Berlin (dts Nachrichtenagentur) – Die Industrie macht Druck auf die Jamaika-Verhandler, die seit Langem versprochene steuerliche Forschungsförderung tatsächlich in den Koalitionsvertrag aufzunehmen und in dieser Legislaturperiode einzuführen. „Wir reden über die steuerliche Forschungsförderung seit fast zehn Jahren und schon zweimal stand sie im Koalitionsvertrag“, sagte Gerd Romanowski, Geschäftsführer des Verbands der Chemischen Industrie (VCI), der „Welt“ (Freitagausgabe). „Es ist lange überfällig, dass die Politik diese Pläne endlich umsetzt.“

Auch der BDI und andere Verbände hatten zuletzt gefordert, die Forschungsförderung hierzulande endlich umzusetzen.
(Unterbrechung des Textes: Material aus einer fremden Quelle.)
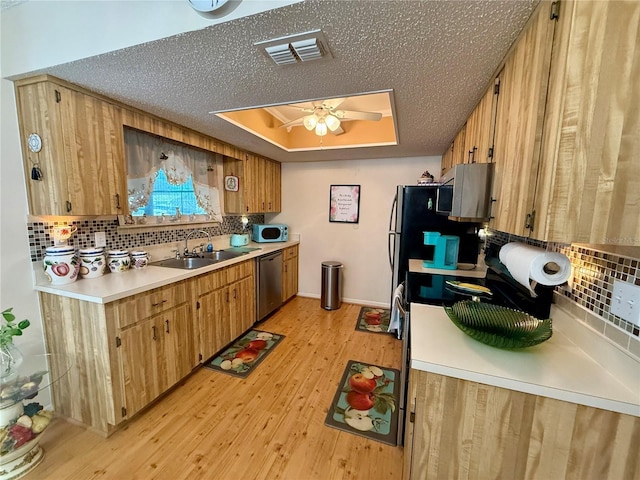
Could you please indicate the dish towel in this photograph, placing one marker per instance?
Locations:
(394, 322)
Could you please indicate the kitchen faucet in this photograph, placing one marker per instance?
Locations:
(186, 242)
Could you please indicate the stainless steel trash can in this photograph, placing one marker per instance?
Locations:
(330, 299)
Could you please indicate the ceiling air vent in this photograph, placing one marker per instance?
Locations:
(302, 47)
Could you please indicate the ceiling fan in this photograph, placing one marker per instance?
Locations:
(326, 116)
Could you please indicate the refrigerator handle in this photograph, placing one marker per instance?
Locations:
(391, 248)
(392, 230)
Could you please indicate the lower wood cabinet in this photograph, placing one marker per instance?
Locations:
(225, 306)
(289, 272)
(461, 429)
(155, 354)
(114, 359)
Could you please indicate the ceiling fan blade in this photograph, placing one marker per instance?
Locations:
(353, 115)
(293, 123)
(332, 103)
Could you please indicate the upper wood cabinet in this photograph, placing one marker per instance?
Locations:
(588, 187)
(519, 120)
(82, 156)
(567, 149)
(478, 137)
(259, 185)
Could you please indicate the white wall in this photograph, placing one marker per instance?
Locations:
(361, 247)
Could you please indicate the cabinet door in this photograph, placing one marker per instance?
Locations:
(213, 322)
(519, 120)
(289, 273)
(242, 306)
(139, 357)
(93, 144)
(591, 146)
(39, 114)
(478, 137)
(459, 154)
(177, 355)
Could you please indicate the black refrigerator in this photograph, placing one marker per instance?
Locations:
(414, 212)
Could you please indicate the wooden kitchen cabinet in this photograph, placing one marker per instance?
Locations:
(259, 185)
(155, 354)
(82, 155)
(523, 84)
(479, 130)
(225, 306)
(464, 429)
(587, 188)
(566, 148)
(289, 272)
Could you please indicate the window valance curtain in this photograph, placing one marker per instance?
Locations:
(147, 154)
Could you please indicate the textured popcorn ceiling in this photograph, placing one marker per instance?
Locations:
(438, 57)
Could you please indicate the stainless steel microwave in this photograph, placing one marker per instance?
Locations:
(263, 233)
(465, 193)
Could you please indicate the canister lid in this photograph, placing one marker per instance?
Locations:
(91, 251)
(60, 250)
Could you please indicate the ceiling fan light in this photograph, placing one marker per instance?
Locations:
(321, 128)
(310, 122)
(333, 123)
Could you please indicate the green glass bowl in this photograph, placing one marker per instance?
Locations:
(497, 326)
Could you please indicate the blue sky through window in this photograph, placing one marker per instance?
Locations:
(166, 197)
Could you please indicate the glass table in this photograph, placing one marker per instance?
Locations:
(22, 418)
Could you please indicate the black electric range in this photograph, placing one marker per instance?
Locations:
(433, 289)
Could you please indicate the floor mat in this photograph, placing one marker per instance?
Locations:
(241, 358)
(366, 402)
(373, 319)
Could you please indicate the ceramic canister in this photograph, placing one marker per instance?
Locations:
(139, 259)
(118, 260)
(61, 264)
(93, 262)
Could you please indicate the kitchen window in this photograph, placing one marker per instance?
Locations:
(166, 177)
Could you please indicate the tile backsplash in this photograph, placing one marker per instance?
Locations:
(589, 291)
(124, 238)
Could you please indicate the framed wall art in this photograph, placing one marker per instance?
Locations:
(344, 203)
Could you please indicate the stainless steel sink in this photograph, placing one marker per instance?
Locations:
(204, 260)
(221, 255)
(188, 263)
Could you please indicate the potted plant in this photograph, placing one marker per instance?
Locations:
(10, 356)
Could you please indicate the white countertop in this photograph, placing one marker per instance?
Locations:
(114, 286)
(559, 368)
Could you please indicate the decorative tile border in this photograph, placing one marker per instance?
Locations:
(121, 238)
(590, 288)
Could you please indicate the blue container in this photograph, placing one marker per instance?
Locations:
(445, 251)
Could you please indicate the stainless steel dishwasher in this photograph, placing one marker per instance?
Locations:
(269, 283)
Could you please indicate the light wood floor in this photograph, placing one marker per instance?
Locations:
(268, 426)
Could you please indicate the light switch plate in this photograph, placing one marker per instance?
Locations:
(625, 302)
(101, 239)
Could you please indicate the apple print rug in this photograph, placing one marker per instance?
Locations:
(366, 402)
(373, 319)
(244, 355)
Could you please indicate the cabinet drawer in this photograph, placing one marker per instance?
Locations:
(210, 281)
(241, 270)
(138, 307)
(290, 252)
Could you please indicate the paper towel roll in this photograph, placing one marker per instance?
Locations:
(529, 264)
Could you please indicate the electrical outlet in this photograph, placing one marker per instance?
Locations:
(625, 302)
(101, 239)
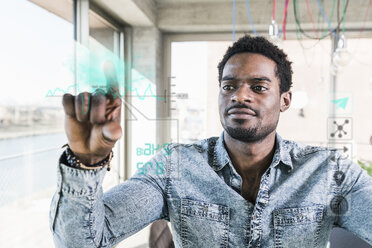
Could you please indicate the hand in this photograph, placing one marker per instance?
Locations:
(92, 121)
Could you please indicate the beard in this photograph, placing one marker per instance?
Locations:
(249, 135)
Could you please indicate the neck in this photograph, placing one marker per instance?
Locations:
(250, 159)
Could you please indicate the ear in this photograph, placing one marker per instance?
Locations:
(285, 100)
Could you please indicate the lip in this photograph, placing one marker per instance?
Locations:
(241, 112)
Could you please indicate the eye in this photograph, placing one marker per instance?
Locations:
(259, 88)
(227, 87)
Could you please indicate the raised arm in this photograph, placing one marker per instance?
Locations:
(355, 204)
(80, 214)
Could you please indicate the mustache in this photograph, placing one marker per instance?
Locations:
(239, 105)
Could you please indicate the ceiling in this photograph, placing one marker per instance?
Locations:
(216, 16)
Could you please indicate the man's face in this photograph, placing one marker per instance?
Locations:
(249, 100)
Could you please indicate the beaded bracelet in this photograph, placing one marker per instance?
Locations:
(73, 161)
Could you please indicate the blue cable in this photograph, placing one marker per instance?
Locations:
(325, 17)
(250, 18)
(234, 8)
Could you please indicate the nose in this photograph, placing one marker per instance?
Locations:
(242, 95)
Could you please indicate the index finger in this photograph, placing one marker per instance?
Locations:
(112, 84)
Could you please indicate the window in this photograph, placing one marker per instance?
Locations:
(34, 70)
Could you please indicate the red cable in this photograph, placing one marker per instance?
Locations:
(365, 19)
(285, 17)
(311, 18)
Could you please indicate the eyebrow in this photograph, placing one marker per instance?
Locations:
(228, 78)
(232, 78)
(261, 79)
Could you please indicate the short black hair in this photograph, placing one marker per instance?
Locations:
(260, 45)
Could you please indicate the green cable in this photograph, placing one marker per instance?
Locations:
(325, 33)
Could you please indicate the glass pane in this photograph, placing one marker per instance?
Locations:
(103, 46)
(33, 65)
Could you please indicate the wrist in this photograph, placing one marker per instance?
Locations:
(87, 162)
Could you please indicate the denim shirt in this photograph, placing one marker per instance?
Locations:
(304, 193)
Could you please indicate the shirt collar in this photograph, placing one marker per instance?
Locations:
(281, 154)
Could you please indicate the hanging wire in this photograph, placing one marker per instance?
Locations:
(310, 36)
(365, 19)
(311, 18)
(325, 18)
(343, 19)
(234, 18)
(353, 54)
(285, 17)
(250, 17)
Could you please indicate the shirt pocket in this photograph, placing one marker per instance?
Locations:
(297, 227)
(204, 224)
(53, 210)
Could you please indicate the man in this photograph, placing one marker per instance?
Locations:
(247, 188)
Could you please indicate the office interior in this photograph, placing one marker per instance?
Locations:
(167, 53)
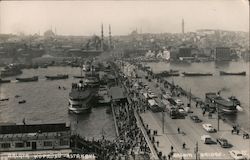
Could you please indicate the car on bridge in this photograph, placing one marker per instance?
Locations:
(237, 155)
(224, 143)
(207, 139)
(209, 128)
(195, 119)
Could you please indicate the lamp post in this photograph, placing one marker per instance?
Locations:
(163, 119)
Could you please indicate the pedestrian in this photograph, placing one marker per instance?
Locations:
(203, 113)
(169, 156)
(238, 131)
(157, 143)
(178, 130)
(184, 145)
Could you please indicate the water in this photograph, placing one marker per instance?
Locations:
(228, 85)
(45, 103)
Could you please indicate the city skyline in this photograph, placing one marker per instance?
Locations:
(86, 17)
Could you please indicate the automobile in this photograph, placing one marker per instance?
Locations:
(237, 155)
(152, 95)
(208, 127)
(223, 143)
(179, 102)
(182, 111)
(207, 139)
(195, 119)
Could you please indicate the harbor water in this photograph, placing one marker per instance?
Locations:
(227, 85)
(45, 103)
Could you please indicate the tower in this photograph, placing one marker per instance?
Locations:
(182, 26)
(110, 40)
(102, 37)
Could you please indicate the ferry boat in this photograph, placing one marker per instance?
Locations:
(4, 81)
(225, 106)
(222, 73)
(168, 73)
(59, 76)
(28, 79)
(196, 74)
(34, 137)
(103, 96)
(80, 98)
(11, 70)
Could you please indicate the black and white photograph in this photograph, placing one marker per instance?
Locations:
(124, 80)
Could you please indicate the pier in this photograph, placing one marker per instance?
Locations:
(168, 141)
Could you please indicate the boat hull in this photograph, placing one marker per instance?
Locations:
(196, 74)
(32, 79)
(232, 74)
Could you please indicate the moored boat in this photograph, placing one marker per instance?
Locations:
(225, 106)
(22, 101)
(28, 79)
(78, 76)
(59, 76)
(196, 74)
(80, 98)
(11, 70)
(169, 73)
(103, 96)
(4, 81)
(223, 73)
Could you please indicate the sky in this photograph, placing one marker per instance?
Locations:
(86, 17)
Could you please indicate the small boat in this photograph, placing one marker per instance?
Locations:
(239, 108)
(234, 100)
(222, 73)
(4, 99)
(4, 81)
(78, 76)
(169, 73)
(196, 74)
(59, 76)
(28, 79)
(22, 101)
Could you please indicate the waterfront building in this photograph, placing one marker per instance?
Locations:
(34, 137)
(222, 54)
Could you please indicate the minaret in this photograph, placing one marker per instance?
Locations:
(102, 37)
(110, 40)
(182, 26)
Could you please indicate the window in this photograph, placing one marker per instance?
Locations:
(5, 145)
(27, 144)
(47, 143)
(64, 142)
(19, 145)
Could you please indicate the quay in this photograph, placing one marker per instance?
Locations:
(166, 138)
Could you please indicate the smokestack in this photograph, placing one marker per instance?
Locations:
(102, 37)
(110, 40)
(182, 26)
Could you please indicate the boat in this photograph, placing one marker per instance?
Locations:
(59, 76)
(4, 99)
(4, 81)
(234, 100)
(78, 76)
(196, 74)
(103, 96)
(22, 101)
(11, 70)
(80, 98)
(169, 73)
(222, 73)
(225, 106)
(28, 79)
(92, 81)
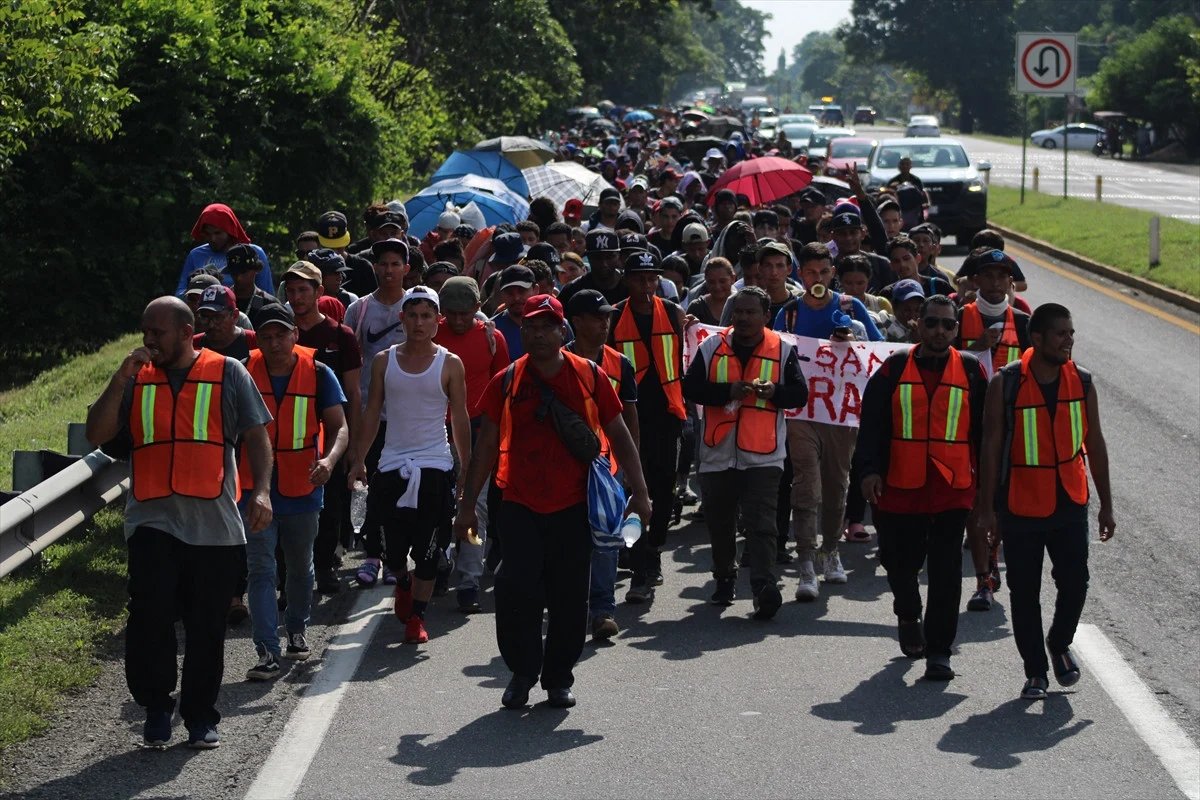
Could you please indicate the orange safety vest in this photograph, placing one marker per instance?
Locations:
(756, 419)
(930, 428)
(971, 330)
(667, 353)
(179, 444)
(586, 373)
(1044, 453)
(294, 428)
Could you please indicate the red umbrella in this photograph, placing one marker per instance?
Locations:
(762, 180)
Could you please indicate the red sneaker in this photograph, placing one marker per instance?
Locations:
(415, 632)
(403, 606)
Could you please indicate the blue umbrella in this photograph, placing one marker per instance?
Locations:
(487, 164)
(425, 209)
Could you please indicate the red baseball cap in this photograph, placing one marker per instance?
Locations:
(544, 305)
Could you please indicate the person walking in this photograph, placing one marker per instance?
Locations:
(591, 316)
(309, 437)
(183, 529)
(417, 382)
(544, 516)
(745, 378)
(1041, 417)
(649, 332)
(917, 451)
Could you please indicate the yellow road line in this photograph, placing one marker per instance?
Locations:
(1105, 290)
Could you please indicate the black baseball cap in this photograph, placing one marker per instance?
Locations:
(588, 301)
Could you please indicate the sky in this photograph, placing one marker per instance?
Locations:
(793, 19)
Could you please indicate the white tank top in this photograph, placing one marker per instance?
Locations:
(417, 416)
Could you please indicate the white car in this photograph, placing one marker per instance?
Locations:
(1083, 137)
(923, 125)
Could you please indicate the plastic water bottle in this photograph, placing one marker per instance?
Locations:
(631, 529)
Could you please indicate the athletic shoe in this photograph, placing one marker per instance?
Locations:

Und offenbar waren sie erfolgreich: Im vorläufigen Sondierungspapier der Jamaika-Verhandler taucht die steuerliche Forschungsförderung unter den Punkten auf, die auf jeden Fall Teil der Koalitionsverhandlungen werden. Billig wäre diese Subvention allerdings nicht: Der VCI hat in einer Modellrechnung ermittelt, was es kosten würde, wenn der Fiskus allen Firmen hierzulande zehn Prozent der von ihnen bezahlten Forschungs- und Entwicklungsausgaben ersetzen würde. Das Papier liegt der „Welt“ vor. Demnach das den Steuerzahler sechs Milliarden Euro kosten. Die Lobbyisten gehen allerdings davon aus, dass die Unternehmen nur 70 Prozent ihrer Forschungskosten tatsächlich geltend machen würden. Das zeigten Erfahrungen aus Frankreich und Österreich, wo es die steuerliche Forschungsförderung bereits gibt. Geht man hierzulande von einem ähnlichen Verhältnis aus, würde die steuerliche Forschungsförderung die Steuerzahler nach den Berechnungen des Verbandes nur 4,2 Milliarden Euro kosten. Die Unternehmen verweisen gerne aufs Ausland: Die steuerliche Forschungsförderung ist inzwischen in fast allen Industriestaaten die Norm. „Wenn Deutschland nicht nachzieht und Forschung und Entwicklung ebenfalls steuerlich fördert, werden hiesige Unternehmen noch mehr Forschungsaktivitäten ins Ausland verlegen“, warnt VCI-Experte Romanovski im Gespräch mit der „Welt“. „Und ausländische Konzerne, die überlegen, wo sie ihre Forschung ansiedeln, werden sich eher für Länder entscheiden, in denen ihre Forschung steuerlich gefördert wird.“ Der Lobbyist macht ein weiteres Rechenbeispiel auf: In Frankreich etwa seien die beschäftigten Forscher um ein Drittel billiger als hierzulande, weil der Staat sich an den Personalkosten beteilige. In dem Papier des Chemieverbands, das der „Welt“ vorliegt, gibt es denn auch für ein solches Modell eine Beispielrechnung: Würde der Staat den Unternehmen zehn Prozent ihrer Personalkosten für die Forschung erstatten – wobei die Beiträge zu den Pflichtversicherungen ausgenommen wären – würde das den Fiskus 2,97 Milliarden Euro kosten. Würden wiederum nur 70 Prozent in Anspruch genommen, sänken die Kosten auf immerhin noch 2,08 Milliarden Euro.